Sleep… Who does that?

All right, so even though this is probably going to be just a short paragraph of a post, I would just like to take a moment to relate to you one of the most exciting things a college student can ever say – I got 7-8 hours of sleep for six out of seven nights in the past week.  Is this possible?!  Not to brag, but this is something to celebrate in college, especially at Erskine, and as an upperclassman!  It certainly made everything much more pleasant, because I only felt sleepy or caught myself daydreaming perhaps two or three times this week when I was supposed to be paying attention – not that I would ever give a speaker or professor anything other than my entire, intense concentration, even after a long, tiring week.  Ahem.  Of course not.  But it is nice to see that when I am actually able to do what I’m supposed to do, it does, in fact, work like it’s supposed to.  Go figure.  I guess this sleep thing is something I should real
ly give a fair chance after all.

Starting the Semester Right

Whew!  And spring semester is off to a running start, as always. . .

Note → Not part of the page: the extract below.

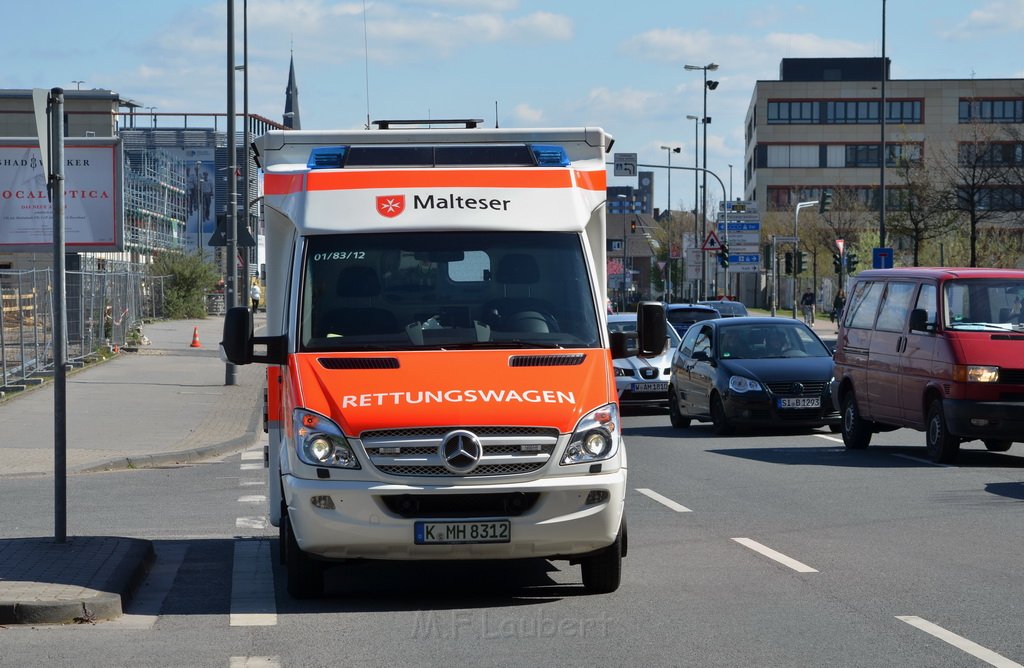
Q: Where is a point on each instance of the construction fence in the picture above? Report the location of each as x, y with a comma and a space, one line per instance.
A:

One of the most difficult things about this time is figuring out that new schedule, which is a much more challenging task than it seems like at first.  Especially as a college student, life is so much more than classes, and it’s often such a challenge to fit everything in that you want to do.  Where do you draw the line between academics and diversion?  Or extracurricular commitments and free time?  Or time with friends and time with God?  Or even basic living necessities like fitting in time to do laundry (says the girl who just ran away to check the load in the dryer)?

It’s certainly a lot to balance, let me tell you.

Something that I have definitely learned over the first two years of my time here is the value of being able to say NO – such a basic skill that all of us overachievers have a hard time with sometimes.  For such a small college, Erskine sure has a lot going on!  For example, this weekend, just the first of the new semester, there were already so many things going on that I had to forgo the big Super Bowl parties to finish my homework this evening.  However, I got to see a musical at a local college on Friday night, went dancing Saturday night, attended a new church this morning, and even squeezed in an hour of ballroom dancing club this afternoon!  I think that makes a pretty good weekend, and my small sacrifice of not watching the big game was worth it.

In addition to just balance of school-type activities, one thing I am determined to do this semester is to make sure that I leave time for the important people in my life.  As I think I mentioned earlier, one thing that really left an impression on me in Spain was how much importance they place on family and friends there, and now that I’m back I intend to maintain and grow my relationships, as well as form some new ones.

And of course, there is the most important person in my life – my Lord.  Bringing back a stronger relationship with Him is something that I must make my priority, because I know that He has to be the center of everything I do.  This is something that I, like most college students, really struggle with; it’s so easy to get caught up in everything going on that you just kind of push Him down the list.  I realize that the more I do this, though, the more difficult everything else in life becomes (go figure, right?), so instead of putting things like church and a little prayer on my list of time commitments, I am going to try this thing where I keep Him with me as I do everything.  It’s just a crazy idea that I had, that I have heard many times, and I somehow think it just might work.  Let’s hope that I can keep this going!

So bring it on, spring semester – bring it on, because I’m bringing my God with me this time.